Scanner Issue

W

wlewisiii

Guest
I've been having problems with oversharpening in my Walgreen scans. OTOH I've also been wondering about possible cause of the problem. Without going into detail yet, would you tell me which image version looks better to you?

1)
R1-36A.jpg


2)
R1-36A.jpg


There's a distinct difference to my eyes but is it real?

Thanks,

William
 
Hard to see a difference. Something doesn't look right with both of them though.

Never got good scans from Walgreens. Do it myself with my $175 Epson V500. I think its paid for itself by now.
 
The 2nd image is obviously less over-sharpened.

But both have over-exposed highlights around the stone bridge area; I'm not certain if this is related to the scan, or if the film was over-exposed (or related to C-41 developement?)

A home scanner might not be a bad investment.

~Joe
 
The second image seems to have less sharpening applied and looks better. Both images seem too bright which, at least in my experience, is common with automatic scans done at places like Walgreens, CVS, Walmart, Costco, etc.
 
William, two things.

First you can seldom have it both ways so you take your pick; expose for the lights or expose for the darks. Middle ground will always punish the shot. I'm thinking you exposed for the darks so it looks good to me.

Second, the lower image looks better. I'm assuming it's not sharpened. I might try and set a grey point here to see if I could manage the light/dark dilemma but the image is fine.

Since you haven't really disclosed your motive, only the question I can't go much further.
 
Jan, the hightlights issues is more a matter of exposure than anything. I was trying to bring more of the darks out when I made the image.

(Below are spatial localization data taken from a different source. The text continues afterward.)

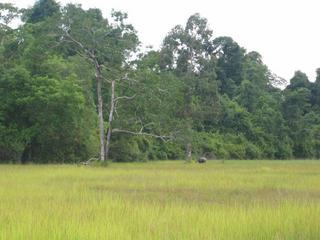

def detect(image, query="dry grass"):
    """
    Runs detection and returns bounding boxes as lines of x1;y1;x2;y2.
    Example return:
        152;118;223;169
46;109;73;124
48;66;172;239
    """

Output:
0;160;320;239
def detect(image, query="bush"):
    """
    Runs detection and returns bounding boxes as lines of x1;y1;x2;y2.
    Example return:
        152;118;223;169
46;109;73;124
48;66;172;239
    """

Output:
110;137;147;162
192;132;261;160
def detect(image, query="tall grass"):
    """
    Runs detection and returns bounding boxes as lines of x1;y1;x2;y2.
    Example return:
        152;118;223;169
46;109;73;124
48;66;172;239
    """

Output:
0;160;320;239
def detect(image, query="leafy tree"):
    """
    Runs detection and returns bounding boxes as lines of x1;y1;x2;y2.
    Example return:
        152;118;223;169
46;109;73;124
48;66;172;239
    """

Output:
311;68;320;108
213;36;245;97
25;0;60;23
287;71;310;90
159;14;221;159
0;65;98;163
283;72;314;158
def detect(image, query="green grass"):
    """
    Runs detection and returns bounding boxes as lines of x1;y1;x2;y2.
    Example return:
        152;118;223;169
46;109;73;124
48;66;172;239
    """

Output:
0;160;320;239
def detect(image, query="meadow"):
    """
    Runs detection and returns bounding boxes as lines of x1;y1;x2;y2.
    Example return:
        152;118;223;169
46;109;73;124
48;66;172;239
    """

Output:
0;160;320;240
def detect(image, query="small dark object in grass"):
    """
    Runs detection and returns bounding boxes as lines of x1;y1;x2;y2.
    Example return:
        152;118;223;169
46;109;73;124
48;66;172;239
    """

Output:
197;157;207;163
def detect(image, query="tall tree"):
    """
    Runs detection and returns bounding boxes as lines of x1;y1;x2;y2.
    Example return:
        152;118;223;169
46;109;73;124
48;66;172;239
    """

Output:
212;36;245;97
60;5;138;161
283;72;313;158
159;13;220;159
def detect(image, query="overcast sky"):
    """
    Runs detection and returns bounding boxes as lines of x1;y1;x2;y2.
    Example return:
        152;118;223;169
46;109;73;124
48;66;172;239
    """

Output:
4;0;320;81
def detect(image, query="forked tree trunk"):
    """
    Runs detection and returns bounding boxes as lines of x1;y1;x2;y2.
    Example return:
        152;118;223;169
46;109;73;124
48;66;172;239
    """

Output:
105;80;115;160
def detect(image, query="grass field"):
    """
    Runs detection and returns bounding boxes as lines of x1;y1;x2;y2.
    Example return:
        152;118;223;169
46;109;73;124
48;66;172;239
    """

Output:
0;160;320;239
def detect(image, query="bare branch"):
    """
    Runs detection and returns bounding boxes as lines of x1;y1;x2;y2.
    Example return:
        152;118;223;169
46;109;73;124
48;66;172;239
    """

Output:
114;95;136;102
267;71;288;88
62;30;98;63
157;87;169;93
112;128;172;142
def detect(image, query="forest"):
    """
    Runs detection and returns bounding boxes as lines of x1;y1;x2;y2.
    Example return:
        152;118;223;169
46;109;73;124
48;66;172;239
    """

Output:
1;0;320;163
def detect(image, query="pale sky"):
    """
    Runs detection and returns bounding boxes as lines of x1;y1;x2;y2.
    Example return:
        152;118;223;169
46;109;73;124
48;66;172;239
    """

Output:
3;0;320;81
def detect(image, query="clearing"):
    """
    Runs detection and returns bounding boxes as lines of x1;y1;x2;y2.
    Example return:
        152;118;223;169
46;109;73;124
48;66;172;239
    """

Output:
0;160;320;239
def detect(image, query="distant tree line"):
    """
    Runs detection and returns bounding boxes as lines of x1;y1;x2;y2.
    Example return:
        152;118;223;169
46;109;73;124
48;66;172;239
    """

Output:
0;0;319;163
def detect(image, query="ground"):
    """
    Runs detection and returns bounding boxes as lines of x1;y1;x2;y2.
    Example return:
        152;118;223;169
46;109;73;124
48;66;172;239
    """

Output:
0;160;320;239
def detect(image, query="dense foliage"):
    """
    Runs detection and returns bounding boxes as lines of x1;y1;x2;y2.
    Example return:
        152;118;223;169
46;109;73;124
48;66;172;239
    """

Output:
0;1;319;163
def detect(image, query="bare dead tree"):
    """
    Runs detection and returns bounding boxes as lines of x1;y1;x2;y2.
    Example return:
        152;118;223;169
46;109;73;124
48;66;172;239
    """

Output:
62;31;107;161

The question to me tonight is about the sharpening. I have been having trouble with the cheap cd from the drug store but do not have the finances right now to buy a scanner. It isn't going to happen so I need to make the best of what I can get. That said, both of these images are the same file on my computer. The first one was uploaded by iPhoto using it's "scale for better quality option" the second is using the "acutal size" option. It appears that the scaling compression is causing the degradation of the images that I have been blaming solely on the scanning.

Now, neither my exposure technique or their scanners are going to be 100% to put it nicely, but the images don't need the additional misfortune of added compression artifacts as well.

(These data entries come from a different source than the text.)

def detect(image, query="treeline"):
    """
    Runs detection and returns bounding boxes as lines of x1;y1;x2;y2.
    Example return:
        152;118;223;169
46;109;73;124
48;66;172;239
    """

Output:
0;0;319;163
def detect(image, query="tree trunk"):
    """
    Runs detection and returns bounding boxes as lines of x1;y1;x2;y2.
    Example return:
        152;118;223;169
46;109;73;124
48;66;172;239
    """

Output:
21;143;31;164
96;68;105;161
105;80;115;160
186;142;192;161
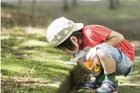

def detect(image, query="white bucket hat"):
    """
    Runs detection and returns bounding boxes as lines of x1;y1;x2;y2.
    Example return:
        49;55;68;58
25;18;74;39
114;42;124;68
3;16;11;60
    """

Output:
46;17;84;46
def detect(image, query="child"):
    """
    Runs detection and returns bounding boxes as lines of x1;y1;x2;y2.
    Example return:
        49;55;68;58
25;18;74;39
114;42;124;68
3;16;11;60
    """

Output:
46;17;134;93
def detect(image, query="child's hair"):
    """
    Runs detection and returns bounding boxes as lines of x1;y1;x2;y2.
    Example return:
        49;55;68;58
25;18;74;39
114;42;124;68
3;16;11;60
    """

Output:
56;29;83;50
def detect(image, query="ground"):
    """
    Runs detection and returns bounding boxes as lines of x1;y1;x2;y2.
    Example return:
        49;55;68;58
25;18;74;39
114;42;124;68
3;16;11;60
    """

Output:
1;26;73;93
1;0;140;92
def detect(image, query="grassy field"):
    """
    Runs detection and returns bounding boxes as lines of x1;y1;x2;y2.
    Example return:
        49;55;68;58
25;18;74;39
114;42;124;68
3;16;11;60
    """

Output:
1;26;73;92
1;0;140;93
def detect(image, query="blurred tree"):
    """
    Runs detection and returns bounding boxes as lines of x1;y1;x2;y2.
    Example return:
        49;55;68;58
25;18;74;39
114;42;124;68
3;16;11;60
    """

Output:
115;0;120;6
17;0;22;14
109;0;120;9
63;0;69;11
72;0;77;7
32;0;37;19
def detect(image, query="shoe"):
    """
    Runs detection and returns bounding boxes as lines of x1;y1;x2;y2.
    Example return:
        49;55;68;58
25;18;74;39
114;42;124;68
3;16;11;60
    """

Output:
96;80;118;93
85;79;102;89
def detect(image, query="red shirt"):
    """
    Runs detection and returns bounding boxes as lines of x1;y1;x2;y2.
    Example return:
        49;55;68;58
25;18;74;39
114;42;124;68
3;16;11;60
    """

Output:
82;25;135;61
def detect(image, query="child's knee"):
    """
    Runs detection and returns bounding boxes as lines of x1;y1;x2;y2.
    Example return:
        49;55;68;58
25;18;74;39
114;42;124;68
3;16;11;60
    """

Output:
97;44;113;59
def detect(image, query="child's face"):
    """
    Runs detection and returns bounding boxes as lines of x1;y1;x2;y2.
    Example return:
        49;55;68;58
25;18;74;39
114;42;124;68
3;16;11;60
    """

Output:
64;45;79;54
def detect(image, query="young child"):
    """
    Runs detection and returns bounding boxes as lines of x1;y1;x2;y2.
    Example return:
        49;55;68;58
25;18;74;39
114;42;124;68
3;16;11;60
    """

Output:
46;17;134;93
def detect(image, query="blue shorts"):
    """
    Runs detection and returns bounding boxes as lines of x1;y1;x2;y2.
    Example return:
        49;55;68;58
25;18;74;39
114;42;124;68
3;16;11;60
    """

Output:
99;43;133;77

Thank you for taking the time to look, I appreciate it.

William
 
William ask around for an old copy of PSE2, it's usually free with scanners for the last 4-5 years. It has just about all the basic 'tools' that you need for manipulation of the drug store scans. Then check out youtube for a few demos on using PS.
 
Thanks for the pointer - I'll look for a copy. Also I have a line on a 2nd hand Epson 3170 which would be a step in the right direction as well.

William
 
I agree that the second is less {vulgar term for child of unwed parents}-ized. 🙂

I've had similar issues on shots of greenery scanned at Walgreens. I've found that the Walgreens which use the Fuji Frontier appear to have less oversharpening than the Walgreens which use the Noritsu, but YMMV.